The NHS, Social Care and Black Lives Matter

This summer’s resurgence of the politics of race and social justice may have a similar effect upon our future as the Covid crisis. The Black Lives Matter international mass protests looked and sounded different from previous protests. In the UK they took place at the same time when, as a nation, we were being confronted with the fact that many more black and minority ethnic (BAME) health and care workers were dying of Covid than their white colleagues. Given the differential mortality from Covid, we were effectively asking BAME staff to walk into greater danger than their white colleagues.

As protests grew, at the same time as differential deaths amongst staff, we were also confronted by the reality that more BAME members of the general public were dying of Covid than were white people.

Neither of these sets of facts are simply statistics. Day after day we saw pictures of children surrounding someone who had, since the photo was taken, died. There were often photo montages of everyone who had died. It was impossible not to see in human terms, what was going on.

The organising slogan of the movement for race and social justice was Black Lives Matter – and every day we saw that a much higher proportion of black lives were being lost to the virus than white ones. And at the same time that we agreed that black lives do matter we saw that when confronted with a virus we had failed to bring that slogan into reality.

The stark facts of these extra black deaths demonstrate a failure of both our society (me included) and the NHS. Since we all thrill to the promise of the equality of the NHS, we need to recognise that we have come up short in making that a reality.

Will we do better with a second wave? Only with very speedy and radical changes to the way in which the NHS and social care works.

Given the nature of the work force and its proximity, I don’t think we are in a position to protect all black and minority health and care staff from front line work in a second wave. There are so many staff in health and social care that will be at greater risk that it will simply not be feasible for all of them to be removed from the front line. But as many BAME staff with underlying health conditions that can be moved out of direct contact should be.

(And the same must be true for other key workers. The number of BAME staff who have died of Covid is truly shocking and if a second wave comes transport regulators need to be aware of their duty to ensure that staff have safe working conditions).

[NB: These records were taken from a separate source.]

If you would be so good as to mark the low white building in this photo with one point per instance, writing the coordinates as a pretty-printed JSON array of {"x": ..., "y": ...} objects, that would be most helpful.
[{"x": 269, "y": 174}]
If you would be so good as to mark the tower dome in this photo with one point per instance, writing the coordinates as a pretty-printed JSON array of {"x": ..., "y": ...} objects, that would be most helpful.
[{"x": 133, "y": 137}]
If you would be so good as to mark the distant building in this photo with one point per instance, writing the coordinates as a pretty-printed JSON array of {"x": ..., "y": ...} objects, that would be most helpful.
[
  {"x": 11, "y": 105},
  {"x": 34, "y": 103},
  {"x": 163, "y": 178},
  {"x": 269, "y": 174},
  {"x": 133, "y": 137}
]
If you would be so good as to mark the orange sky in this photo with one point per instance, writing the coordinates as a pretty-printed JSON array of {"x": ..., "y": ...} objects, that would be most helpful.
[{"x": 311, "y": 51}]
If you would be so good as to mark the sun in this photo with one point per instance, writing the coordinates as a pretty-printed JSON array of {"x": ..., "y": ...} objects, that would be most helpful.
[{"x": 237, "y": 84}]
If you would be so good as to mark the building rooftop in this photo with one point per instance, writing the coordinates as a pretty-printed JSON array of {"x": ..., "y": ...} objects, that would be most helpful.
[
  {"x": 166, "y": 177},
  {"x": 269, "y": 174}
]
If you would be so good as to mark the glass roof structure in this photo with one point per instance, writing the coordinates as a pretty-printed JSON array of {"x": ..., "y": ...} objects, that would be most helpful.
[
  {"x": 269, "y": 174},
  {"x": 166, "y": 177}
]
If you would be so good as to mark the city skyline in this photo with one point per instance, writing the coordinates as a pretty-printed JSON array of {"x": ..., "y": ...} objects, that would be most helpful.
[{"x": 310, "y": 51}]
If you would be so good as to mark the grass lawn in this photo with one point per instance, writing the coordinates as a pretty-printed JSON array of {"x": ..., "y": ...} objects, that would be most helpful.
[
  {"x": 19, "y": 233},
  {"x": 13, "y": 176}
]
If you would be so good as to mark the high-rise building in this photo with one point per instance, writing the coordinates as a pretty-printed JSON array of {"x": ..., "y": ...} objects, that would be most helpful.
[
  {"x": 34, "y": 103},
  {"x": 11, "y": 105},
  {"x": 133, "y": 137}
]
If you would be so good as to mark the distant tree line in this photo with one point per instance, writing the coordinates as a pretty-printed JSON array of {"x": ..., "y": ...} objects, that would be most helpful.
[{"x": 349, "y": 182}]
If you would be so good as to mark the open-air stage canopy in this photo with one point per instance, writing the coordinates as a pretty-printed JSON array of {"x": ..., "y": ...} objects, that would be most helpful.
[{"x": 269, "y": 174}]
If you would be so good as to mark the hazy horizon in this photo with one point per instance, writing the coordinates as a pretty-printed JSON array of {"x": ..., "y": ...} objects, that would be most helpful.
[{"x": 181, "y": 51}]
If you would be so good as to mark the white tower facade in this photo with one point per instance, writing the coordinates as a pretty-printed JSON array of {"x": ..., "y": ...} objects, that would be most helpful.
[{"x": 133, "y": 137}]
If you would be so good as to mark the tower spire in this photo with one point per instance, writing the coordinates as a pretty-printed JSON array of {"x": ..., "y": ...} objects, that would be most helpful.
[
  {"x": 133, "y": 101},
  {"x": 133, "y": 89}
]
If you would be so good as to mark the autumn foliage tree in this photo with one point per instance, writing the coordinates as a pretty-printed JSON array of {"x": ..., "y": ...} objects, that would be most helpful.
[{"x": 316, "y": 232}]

Since black lives do matter, in the little time between now and the second wave we must prepare.

But we also need both medium and long term strategies for greater racial justice both within the NHS and in looking at the way in which it serves BAME members of the public.

It’s been some time now since the scale of internal race inequality in the NHS has been fully described. In 2014 Roger Kline’s apposite description of ‘the snowy white peaks’ of NHS institutions described how white the top of the NHS was six years ago. This week Liverpool University Hospitals NHS foundation Trust admittedthat there are areas “where we need to do better”. This was when they found that of their 35 very senior managers group[1] none of them declared as BAME people.  The phrase need to do better barely encompasses the outrage at this failure to deliver social justice.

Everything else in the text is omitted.